I've been thinking of going to an Intuition wrap liner to help and I have the boot gloves which help some, but certainly were not a cure.  Is the shell of the boot supposed to be completely sealed in terms of wind or am I experiencing a common issue?  I have skinny calves and have assumed that the upper cuff buckle position must be doing something to the shell fit...so was interested to see a comment on 'really cut the wind'.  My boot is a performance fit, especially now that I have my new custom orthotics (Lee @ Custom Foot) and I am thinking I must be missing something.

 

Sorry for the hijack...

post #11 of 16

I can't imagine feeling the wind on your feet AT ALL, except psychologically.  Don't you pull the pant gaiter over the top edge?  Granted I have big calves, but there is no way for any wind to get in my boots unless they are unbuckled.  I can't even get a finger in them.  Nor do they get wet from leaking if I walk through puddles.  I've heard of that, but my boots just aren't constructed that way.  

post #12 of 16
Quote:
Originally Posted by sibhusky View Post

I can't imagine feeling the wind on your feet AT ALL, except psychologically.  Don't you pull the pant gaiter over the top edge?  Granted I have big calves, but there is no way for any wind to get in my boots unless they are unbuckled.  I can't even get a finger in them.  Nor do they get wet from leaking if I walk through puddles.  I've heard of that, but my boots just aren't constructed that way.  

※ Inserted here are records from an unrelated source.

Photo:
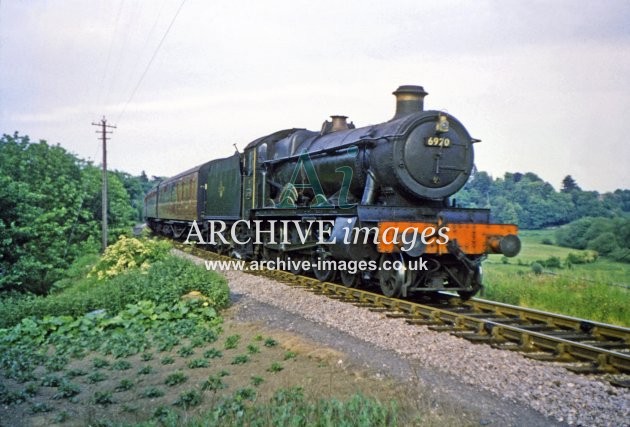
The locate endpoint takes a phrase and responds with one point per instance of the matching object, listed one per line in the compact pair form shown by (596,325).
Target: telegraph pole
(104,126)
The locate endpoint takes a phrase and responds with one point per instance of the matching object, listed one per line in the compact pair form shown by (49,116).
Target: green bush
(537,268)
(129,253)
(164,283)
(582,257)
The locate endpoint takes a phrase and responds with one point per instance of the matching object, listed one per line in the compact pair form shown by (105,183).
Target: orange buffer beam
(472,238)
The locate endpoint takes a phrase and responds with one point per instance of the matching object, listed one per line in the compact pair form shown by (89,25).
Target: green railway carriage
(210,190)
(392,178)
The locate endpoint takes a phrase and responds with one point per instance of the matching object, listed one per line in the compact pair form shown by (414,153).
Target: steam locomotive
(369,189)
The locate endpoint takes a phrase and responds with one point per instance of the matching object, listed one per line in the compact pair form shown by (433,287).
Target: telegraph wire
(155,52)
(109,54)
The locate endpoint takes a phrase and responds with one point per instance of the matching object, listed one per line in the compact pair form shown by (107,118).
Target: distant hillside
(525,199)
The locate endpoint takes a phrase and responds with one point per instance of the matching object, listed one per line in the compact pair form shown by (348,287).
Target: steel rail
(538,334)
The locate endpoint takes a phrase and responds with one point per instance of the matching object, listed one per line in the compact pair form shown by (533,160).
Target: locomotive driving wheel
(392,274)
(321,271)
(350,280)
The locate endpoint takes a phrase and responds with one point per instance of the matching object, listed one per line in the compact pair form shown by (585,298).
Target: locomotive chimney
(339,123)
(409,100)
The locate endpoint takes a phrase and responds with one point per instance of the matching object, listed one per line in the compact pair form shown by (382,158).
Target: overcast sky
(545,85)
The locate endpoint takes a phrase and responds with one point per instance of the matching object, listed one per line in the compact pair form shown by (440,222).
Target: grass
(595,291)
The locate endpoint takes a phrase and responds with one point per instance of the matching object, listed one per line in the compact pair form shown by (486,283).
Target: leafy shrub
(96,377)
(197,363)
(129,253)
(146,370)
(213,383)
(73,373)
(165,282)
(99,363)
(103,398)
(552,262)
(582,257)
(188,399)
(175,378)
(231,342)
(275,367)
(152,392)
(124,385)
(186,351)
(121,365)
(212,353)
(168,360)
(241,359)
(270,342)
(257,380)
(67,389)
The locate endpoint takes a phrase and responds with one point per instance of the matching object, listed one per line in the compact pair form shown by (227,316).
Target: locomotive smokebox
(409,100)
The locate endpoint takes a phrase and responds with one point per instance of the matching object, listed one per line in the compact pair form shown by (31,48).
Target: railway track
(582,346)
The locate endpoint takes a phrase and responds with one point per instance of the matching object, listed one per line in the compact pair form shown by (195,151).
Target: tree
(569,185)
(48,213)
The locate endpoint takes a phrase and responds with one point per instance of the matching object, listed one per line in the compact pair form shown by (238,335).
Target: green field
(597,291)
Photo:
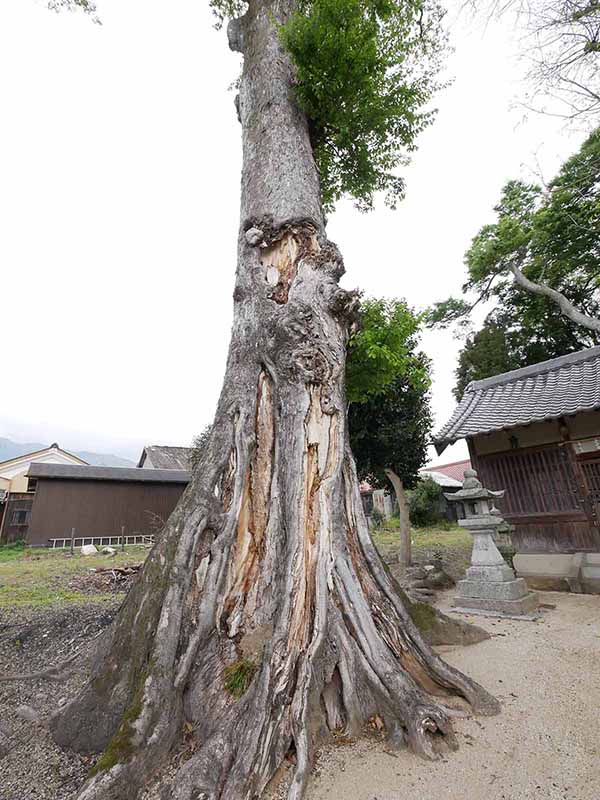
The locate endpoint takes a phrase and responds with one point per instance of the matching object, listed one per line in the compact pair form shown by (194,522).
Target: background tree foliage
(552,235)
(391,430)
(383,350)
(387,382)
(561,41)
(366,71)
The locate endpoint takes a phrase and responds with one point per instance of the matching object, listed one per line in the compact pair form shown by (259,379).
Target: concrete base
(575,572)
(498,572)
(499,590)
(523,608)
(495,615)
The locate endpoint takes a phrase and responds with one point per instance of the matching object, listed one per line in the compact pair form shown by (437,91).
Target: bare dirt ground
(543,746)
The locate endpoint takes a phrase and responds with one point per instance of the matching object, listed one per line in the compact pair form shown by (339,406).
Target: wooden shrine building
(535,432)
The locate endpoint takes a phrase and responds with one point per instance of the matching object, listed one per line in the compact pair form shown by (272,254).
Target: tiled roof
(75,472)
(559,387)
(455,470)
(165,457)
(440,478)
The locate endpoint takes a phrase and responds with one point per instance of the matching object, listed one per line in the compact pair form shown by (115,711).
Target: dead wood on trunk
(264,618)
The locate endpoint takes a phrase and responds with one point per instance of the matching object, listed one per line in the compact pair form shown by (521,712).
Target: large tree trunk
(266,568)
(405,551)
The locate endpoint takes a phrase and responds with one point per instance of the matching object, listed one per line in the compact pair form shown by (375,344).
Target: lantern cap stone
(473,490)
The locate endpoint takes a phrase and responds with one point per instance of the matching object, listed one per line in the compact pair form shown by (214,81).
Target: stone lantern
(490,587)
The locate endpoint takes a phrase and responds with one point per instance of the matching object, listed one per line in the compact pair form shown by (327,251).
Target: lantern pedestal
(490,587)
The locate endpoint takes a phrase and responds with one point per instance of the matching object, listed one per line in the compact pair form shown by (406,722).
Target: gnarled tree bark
(266,567)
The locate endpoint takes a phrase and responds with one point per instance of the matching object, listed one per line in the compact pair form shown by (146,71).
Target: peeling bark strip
(265,579)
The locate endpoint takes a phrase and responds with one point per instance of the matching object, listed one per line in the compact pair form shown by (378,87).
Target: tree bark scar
(243,583)
(281,259)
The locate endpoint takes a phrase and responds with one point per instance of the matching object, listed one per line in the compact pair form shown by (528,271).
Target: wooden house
(100,503)
(16,493)
(535,432)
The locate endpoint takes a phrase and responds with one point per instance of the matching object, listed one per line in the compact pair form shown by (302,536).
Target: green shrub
(377,518)
(424,503)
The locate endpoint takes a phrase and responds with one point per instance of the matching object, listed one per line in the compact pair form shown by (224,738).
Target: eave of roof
(27,456)
(129,474)
(551,389)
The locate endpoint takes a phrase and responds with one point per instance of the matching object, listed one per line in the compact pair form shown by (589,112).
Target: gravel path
(545,744)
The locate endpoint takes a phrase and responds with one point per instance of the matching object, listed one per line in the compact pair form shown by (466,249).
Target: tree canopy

I'm hoping its not psychological eek.gif, but since there is a cause/effect I'm pretty sure I am ok on that front.  I have the gaiter over the boot - it seems to be driven by having narrow/high calves, which forces the boot overlap to pull too far across itself at the instep breaking the boot seal.  My buckles are two finger tight for the right fit in the locker room, but I can easily get a finger in around my calves once I've skied a couple of runs and the top buckle loosens up a bit.  Tighten it up one notch, and then the problems begin, leave it loose and I have to move too much to flex the boot.

 

I am keeping on this with my fitter - he thought things looked ok in the shop in terms of calf fit, but it's not translating on the mountain.  Boots may also be too soft for me at this stage (Hawx 80) and it's time for an upgrade....just hate to chase this with money and looking for a sanity biggrin.gif check.  Thanks for the input, it helps.

post #13 of 16

How on earth could you experience the joy of that stabbing, piercing, burning, excruciating pain of thawing your toes back out if you never let them freeze?

post #14 of 16

for you lovers of boot gloves,If you have a old one,take the stitching out and use it as a pattern on a old 3mm or 5mm wet suit. glue your joints together with wet suit glue,when dry stitch them up yourself or have someone do it on a machine, flat lock stitch works great, seal up stitching. the thicker neoprene works even better.

post #15 of 16

I wasn't actually talking about wind getting inside my boots, there is no room in my boots for anything. I was more referring to wind chill on those blustery evenings. I also do not experience the leaking but a buddy of mine has a pair of Nordicas that do and these prevent this from happening.

post #16 of 16
Quote:
Originally Posted by sibhusky View Post

I can't imagine feeling the wind on your feet AT ALL, except psychologically. 

 

Those would have to be some pretty loose boots! (or made out of old rags?)

 

My boots slightly leak due to the flap design. It makes skiing on rainy days pretty... squishy. Maybe I'll start wearing my boot gloves on rainy days! Thanks for the idea.